In terms of cultural leadership, CITOs guide their organization’s evolution through its AI transition while proactively managing resistance to change. They drive innovation across all levels of their organization while maintaining meaningful human connections in automated processes and building psychological safety for both staff members and clients into AI implementations. Technical oversight involves ensuring robust implementation standards, managing risk and security across AI systems, driving integration across platforms and departments, and maintaining data quality and ethical use.
An Emerging Requirement: AI Persona Management
AI persona management is an example of a new responsibility that requires new leadership from a CITO. Generative AI tools already can be asked to take on specific personalities — a teacher, a scientist, a lawyer, and so on. As agentic AI use grows, companies will need to manage AI agents with increased levels of autonomy and specific attributes and identities.
You may think of AI personas as digital characters or workers with specific traits, priorities, and capabilities that are designed to interact with users and process information in customized ways. They perform defined tasks or serve as interfaces between humans and AI systems. This allows organizations to create distinct roles — such as strategic adviser and customer service agent — tailored to specific use cases. AI personas can be autonomous or collaborate with human workers, requiring leaders to understand and manage the delicate interplay between human psychology and intelligent machines.

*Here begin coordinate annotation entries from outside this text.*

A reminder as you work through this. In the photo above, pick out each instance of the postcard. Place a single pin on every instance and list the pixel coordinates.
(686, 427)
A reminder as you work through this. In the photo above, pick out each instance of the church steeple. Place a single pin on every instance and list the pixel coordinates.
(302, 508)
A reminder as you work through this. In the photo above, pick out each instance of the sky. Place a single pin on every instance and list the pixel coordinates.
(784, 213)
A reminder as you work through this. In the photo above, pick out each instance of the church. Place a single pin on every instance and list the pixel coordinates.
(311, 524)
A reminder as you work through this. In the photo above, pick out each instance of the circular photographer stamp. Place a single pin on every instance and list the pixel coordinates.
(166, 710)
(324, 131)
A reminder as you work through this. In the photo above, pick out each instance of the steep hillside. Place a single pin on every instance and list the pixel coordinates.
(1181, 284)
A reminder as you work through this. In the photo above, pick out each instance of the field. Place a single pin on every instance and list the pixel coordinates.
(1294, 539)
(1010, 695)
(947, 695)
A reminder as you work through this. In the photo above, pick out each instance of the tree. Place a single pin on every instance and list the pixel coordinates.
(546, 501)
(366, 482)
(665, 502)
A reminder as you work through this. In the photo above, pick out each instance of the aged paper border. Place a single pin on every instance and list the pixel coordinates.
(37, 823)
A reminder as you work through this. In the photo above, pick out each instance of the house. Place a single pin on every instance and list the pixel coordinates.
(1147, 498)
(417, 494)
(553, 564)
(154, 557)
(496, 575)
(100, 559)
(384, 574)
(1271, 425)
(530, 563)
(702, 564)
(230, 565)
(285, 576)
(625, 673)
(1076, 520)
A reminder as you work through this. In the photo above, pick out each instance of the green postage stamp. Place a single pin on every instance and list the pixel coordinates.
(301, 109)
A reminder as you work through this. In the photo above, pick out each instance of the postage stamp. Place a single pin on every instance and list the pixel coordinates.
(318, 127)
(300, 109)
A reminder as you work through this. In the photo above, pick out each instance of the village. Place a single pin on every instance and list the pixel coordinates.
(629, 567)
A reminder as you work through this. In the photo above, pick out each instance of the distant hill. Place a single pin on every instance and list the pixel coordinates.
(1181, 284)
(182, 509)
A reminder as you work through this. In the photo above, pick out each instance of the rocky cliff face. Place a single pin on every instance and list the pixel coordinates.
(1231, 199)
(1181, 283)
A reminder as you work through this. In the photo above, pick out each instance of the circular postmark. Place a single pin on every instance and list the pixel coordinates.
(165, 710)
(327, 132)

Leaders will also need to ensure consistent behaviors from the AI personas and keep outputs aligned with defined business goals. Salesforce, for example, is not only selling agentic AI tools but also using AI personas to guide its own decisions on product updates, training programs, and feature prioritization.

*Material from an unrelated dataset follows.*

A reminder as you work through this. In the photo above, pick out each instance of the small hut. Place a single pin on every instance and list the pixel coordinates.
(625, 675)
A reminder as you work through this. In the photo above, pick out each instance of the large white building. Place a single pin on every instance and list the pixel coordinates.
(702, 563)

To be strategic, AI persona management will require a collaborative leadership approach that involves a cross-functional team with a combination of technical, ethical, and strategic expertise. Led by a CITO, the ideal leadership team for AI persona management would include senior AI, ethics, technology, and HR executives.
Thinking Differently About Tech Change
As AI continues to reshape our organizations and society, leaders face a clear but complex challenge: determining how to harness the power of these new technologies while preserving and promoting human values. Success will require practical frameworks for responsible innovation, careful balancing of efficiency with human needs, and thoughtful approaches to measuring success that go beyond technical metrics.
The evolution of technology leadership is not merely a matter of adding new roles to the C-suite. Rather, it reflects a growing recognition that implementing AI successfully requires us to think differently about how we manage technological change.
Organizations that adapt their leadership structures to meet the cultural and change management challenges of this new era will be better equipped to make sound decisions about how and when to implement AI. The CITO or equivalent role embodies this shift, providing a structured approach to bridging technical expertise with human insight.